The Floating Rate Savings Bonds of the Reserve Bank of India are issued by the Indian Government. Investors can purchase the Floating Rate Savings Bonds 2020 from private or public sector lenders.
To borrow money from the public, financial institutions, businesses, and governments issue floating rate bonds. As opposed to standard regular bonds that have a fixed interest rate, floating rate bonds have an interest rate that is tied to a predefined benchmark rate and is periodically reset.
What is the RBI floating rate bond interest rate
These bonds’ interest rates are tied to the rate of the post office’s small saving scheme, the National Savings Certificate (NSC). These variable rate bonds will earn 0.35 percent more than the current NSC rate, according to scheme instructions published on June 26, 2020.
At present, the RBI floating rate bond carries a 7.15 percent interest rate. The current NSC interest rate is 6.8 percent, plus 0.35 percent, which equals a 7.15 percent annualised interest rate. The interest rates on these bonds is reset/previewed every six months.
The government evaluates the NSC interest rate every three months. According to the Shyamala Gopinath Committee’s calculation, the interest rates for various schemes should be 0.25 to 1% greater than the yields of government bonds with comparable maturities.
The interest rate for the first coupon payment of the bond, due on January 1, 2021, was fixed at 7.15 percent because the subscription of RBI’s variable rate bonds became available on July 1, 2020.
Interest is payable semi-annually from the date of bond issuance until the 30th June / 31st December, as applicable, and then half-yearly for periods ending on the 30th June and 31st December, on the 1st July and 1st January, respectively.
RBI floating rate taxation
Depending on the bond holder’s relevant tax status, interest on the bonds will be subject to taxation under the Income-tax Act of 1961. While interest is being paid, taxes will be deducted at the source.
Features of the RBI Savings Bond
a) These bonds can be purchased by residents and Hindu Undivided Families (HUFs).
b) The minimum investment in these bonds is Rs 1,000, with no maximum amount.
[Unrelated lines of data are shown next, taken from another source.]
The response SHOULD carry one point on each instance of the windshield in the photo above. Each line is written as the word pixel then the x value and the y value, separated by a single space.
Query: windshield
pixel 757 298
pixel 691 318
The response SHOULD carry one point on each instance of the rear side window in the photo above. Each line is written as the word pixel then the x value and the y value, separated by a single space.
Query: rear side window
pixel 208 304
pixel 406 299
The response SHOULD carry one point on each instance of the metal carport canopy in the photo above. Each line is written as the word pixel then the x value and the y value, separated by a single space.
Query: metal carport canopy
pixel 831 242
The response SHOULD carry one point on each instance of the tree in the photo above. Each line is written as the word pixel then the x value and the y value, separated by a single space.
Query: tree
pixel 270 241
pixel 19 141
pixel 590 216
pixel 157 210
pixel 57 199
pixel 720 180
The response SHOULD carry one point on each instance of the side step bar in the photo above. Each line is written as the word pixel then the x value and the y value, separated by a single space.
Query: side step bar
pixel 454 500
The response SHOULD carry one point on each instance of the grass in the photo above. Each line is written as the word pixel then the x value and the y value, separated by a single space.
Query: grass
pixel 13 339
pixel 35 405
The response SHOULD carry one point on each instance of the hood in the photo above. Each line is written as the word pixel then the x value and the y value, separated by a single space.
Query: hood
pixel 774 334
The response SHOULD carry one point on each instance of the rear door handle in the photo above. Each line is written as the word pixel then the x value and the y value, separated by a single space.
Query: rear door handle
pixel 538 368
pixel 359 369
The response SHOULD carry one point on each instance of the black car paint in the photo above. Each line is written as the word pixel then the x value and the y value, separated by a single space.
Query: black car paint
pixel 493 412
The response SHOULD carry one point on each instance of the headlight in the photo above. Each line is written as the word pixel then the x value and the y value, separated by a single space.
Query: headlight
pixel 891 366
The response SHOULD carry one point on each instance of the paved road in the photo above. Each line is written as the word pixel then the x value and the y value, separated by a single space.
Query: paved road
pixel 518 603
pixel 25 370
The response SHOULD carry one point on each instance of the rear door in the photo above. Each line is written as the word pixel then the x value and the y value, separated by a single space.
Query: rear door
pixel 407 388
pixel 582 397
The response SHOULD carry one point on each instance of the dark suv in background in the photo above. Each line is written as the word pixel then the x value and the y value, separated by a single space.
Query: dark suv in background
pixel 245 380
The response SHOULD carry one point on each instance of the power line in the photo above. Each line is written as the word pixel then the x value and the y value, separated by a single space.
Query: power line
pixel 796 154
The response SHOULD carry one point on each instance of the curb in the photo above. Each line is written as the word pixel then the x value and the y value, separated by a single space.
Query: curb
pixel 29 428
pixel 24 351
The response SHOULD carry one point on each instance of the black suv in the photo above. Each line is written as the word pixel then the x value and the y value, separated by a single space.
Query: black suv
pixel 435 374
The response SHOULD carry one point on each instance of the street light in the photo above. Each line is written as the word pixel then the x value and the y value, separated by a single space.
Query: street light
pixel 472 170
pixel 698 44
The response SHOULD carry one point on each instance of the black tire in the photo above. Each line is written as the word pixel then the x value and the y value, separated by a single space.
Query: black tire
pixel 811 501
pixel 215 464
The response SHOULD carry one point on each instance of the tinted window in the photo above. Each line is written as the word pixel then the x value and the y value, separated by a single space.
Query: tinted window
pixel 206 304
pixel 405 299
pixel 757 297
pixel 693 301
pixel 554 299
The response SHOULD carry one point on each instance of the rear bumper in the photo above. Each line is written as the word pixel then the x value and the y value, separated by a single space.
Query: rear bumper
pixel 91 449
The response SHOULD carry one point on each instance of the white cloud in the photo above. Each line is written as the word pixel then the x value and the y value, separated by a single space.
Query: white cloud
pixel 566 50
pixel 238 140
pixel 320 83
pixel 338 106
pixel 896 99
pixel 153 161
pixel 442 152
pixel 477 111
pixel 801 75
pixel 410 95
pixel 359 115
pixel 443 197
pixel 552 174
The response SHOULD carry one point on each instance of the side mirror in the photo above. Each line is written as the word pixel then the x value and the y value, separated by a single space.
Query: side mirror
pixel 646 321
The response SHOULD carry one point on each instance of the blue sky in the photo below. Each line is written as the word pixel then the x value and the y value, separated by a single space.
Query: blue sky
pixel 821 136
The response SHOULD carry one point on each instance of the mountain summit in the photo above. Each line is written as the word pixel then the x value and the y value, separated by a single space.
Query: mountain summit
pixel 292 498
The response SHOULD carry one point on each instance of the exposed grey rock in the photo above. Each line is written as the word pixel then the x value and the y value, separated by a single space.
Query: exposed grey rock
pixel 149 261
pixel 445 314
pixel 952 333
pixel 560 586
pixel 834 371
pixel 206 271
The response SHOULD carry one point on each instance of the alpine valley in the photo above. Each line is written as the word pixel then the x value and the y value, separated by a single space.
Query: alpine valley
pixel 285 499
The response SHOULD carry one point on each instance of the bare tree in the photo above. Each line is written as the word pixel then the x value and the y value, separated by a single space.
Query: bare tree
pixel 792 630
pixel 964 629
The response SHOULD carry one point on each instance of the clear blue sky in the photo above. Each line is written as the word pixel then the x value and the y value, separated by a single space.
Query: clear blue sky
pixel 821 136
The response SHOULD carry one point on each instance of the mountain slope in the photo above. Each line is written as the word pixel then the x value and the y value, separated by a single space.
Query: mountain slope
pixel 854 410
c) The bonds have a fixed seven-year term. Individual investors aged 60 and above can make premature withdrawals, subject to a minimum lock-in time based on the bond holder’s age.
d) These bonds do not pay interest on a cumulative basis (at the end of the maturity of the bonds). Every year, on January 1 and July 1, the interest sum is paid out in half.
e) The bonds are not transferable. Transferability is limited to nominee(s)/legal heir in case of death of the holder.
f) The bonds are not tradable in the secondary market and also not eligible as collateral for availing loans.
G) A sole holder or a sole surviving holder of a Bond, being an individual, can make a nomination.